Dann hörte ich Stimmen, die sich mir näherten. Aus dem Gebüsch bei der Weißen Sphinx kamen die Köpfe und Schultern von rennenden Männern. Einer von ihnen tauchte auf einem Weg auf, der direkt zu der kleinen Rasenfläche führte, auf dem ich mit meiner Maschine stand. Es war eine schlanke Gestalt – vielleicht vier Fuß groß – bekleidet mit einer violetten Tunika, die in der Taille mit einem Ledergürtel zusammengehalten wurde. An den Füßen trug er Sandalen oder Kothurne, die ich nicht genau unterscheiden konnte. Seine Beine waren bis zu den Knien nackt, und sein Kopf war kahl. Als ich das bemerkte, fiel mir zum ersten Mal auf, wie warm die Luft war.

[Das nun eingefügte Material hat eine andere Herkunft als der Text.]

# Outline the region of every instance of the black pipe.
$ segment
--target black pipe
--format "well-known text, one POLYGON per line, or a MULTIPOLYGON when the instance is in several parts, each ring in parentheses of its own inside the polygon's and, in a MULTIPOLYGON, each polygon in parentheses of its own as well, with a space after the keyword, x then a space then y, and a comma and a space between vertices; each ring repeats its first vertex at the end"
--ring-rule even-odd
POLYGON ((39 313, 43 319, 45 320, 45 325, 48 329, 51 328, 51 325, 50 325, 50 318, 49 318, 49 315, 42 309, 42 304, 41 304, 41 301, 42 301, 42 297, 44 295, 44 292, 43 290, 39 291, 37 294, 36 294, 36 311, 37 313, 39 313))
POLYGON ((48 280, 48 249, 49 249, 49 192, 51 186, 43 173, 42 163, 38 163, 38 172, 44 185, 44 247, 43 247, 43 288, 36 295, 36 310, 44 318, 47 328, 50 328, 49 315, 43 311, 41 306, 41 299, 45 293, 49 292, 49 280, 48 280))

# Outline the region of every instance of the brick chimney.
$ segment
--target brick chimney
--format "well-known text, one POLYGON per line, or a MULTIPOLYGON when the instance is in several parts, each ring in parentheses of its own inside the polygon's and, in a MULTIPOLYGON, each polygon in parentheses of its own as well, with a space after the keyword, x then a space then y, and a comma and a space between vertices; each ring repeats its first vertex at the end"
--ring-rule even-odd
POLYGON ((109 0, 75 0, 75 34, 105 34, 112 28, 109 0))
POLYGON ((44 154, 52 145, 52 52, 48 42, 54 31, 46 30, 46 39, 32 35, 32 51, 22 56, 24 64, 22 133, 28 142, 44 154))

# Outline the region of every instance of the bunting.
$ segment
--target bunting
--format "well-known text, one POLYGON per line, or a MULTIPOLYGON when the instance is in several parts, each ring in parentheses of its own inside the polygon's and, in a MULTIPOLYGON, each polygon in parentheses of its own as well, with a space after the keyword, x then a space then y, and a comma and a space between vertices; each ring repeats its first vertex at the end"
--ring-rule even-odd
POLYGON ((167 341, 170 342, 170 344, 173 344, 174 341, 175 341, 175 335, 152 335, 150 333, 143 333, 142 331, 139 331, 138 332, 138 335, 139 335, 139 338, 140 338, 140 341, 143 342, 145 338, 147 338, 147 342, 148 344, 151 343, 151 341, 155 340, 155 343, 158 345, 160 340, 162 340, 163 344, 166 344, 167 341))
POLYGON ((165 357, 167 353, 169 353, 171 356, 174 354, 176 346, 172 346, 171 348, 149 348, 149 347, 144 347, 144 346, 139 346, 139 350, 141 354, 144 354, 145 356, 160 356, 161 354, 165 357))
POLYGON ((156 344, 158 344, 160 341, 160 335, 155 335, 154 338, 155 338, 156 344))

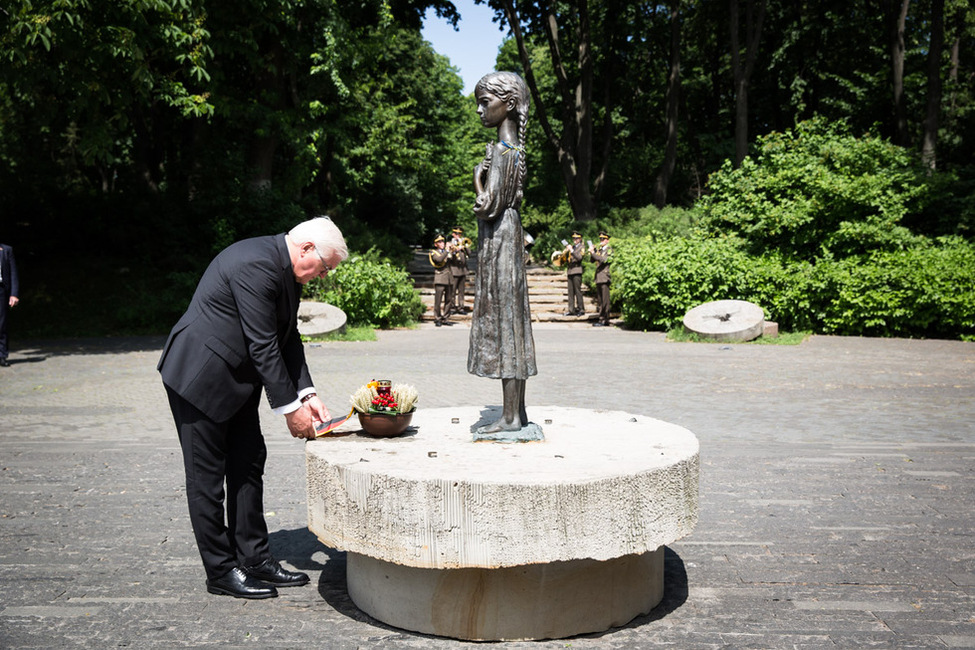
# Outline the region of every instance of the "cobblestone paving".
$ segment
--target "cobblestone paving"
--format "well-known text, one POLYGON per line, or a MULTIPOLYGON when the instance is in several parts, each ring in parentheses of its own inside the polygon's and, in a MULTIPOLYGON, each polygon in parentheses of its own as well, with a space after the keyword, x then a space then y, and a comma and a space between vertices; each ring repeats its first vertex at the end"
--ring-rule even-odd
MULTIPOLYGON (((365 381, 422 407, 500 402, 463 326, 307 349, 335 414, 365 381)), ((2 648, 975 647, 975 344, 813 337, 669 343, 540 325, 534 405, 625 410, 701 441, 701 512, 650 615, 595 635, 474 644, 391 628, 306 528, 303 443, 262 406, 281 597, 206 592, 158 338, 21 347, 0 369, 2 648)), ((599 435, 594 431, 593 435, 599 435)))

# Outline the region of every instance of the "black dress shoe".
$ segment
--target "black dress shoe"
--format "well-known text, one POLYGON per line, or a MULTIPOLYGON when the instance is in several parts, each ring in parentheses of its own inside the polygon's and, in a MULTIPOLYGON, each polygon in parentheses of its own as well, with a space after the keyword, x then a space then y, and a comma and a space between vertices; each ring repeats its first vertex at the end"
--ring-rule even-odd
POLYGON ((0 366, 3 366, 4 368, 10 367, 10 362, 7 361, 7 357, 0 359, 0 366))
POLYGON ((207 580, 207 591, 234 598, 275 598, 278 595, 277 589, 257 578, 252 578, 237 567, 219 578, 207 580))
POLYGON ((443 323, 441 323, 440 321, 434 321, 433 324, 436 325, 437 327, 441 327, 443 325, 443 323))
POLYGON ((244 571, 250 577, 263 580, 275 587, 300 587, 308 584, 307 573, 288 571, 273 558, 264 560, 254 566, 244 567, 244 571))

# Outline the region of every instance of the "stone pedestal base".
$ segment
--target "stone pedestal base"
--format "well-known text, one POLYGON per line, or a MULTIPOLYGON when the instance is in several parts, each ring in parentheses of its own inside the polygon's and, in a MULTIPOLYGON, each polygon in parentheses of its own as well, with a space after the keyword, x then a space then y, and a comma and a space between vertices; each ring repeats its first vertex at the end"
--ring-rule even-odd
POLYGON ((529 409, 538 442, 473 442, 496 417, 417 410, 396 438, 309 441, 308 528, 348 552, 352 600, 470 640, 601 632, 663 596, 663 548, 697 522, 687 429, 619 411, 529 409))
POLYGON ((664 547, 612 560, 417 569, 348 554, 352 601, 370 616, 470 641, 559 639, 625 625, 664 594, 664 547))

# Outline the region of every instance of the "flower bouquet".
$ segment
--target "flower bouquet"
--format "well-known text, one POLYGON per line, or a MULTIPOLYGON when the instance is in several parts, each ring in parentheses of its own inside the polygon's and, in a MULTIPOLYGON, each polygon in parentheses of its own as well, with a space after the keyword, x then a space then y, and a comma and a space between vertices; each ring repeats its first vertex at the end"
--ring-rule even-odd
POLYGON ((393 386, 388 379, 373 380, 350 398, 362 429, 373 436, 398 436, 410 426, 419 394, 409 384, 393 386))

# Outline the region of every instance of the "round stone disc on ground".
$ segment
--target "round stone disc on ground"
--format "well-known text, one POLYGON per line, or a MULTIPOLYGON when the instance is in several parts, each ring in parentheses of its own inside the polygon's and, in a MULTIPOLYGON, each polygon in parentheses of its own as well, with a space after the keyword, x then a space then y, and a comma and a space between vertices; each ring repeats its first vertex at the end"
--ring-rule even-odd
POLYGON ((298 305, 298 333, 302 336, 324 336, 345 328, 345 312, 326 302, 302 302, 298 305))
POLYGON ((715 341, 751 341, 762 334, 765 313, 745 300, 715 300, 684 314, 684 327, 715 341))

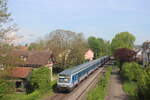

Er erschien mir als ein sehr schönes und anmutiges Geschöpf, aber unbeschreiblich zerbrechlich. Sein errötetes Gesicht erinnerte mich an die schönere Art von Schwindsüchtigen – jene hektische Schönheit, von der wir früher so viel gehört haben. Bei seinem Anblick gewann ich plötzlich wieder Zuversicht. Ich nahm meine Hände von der Maschine.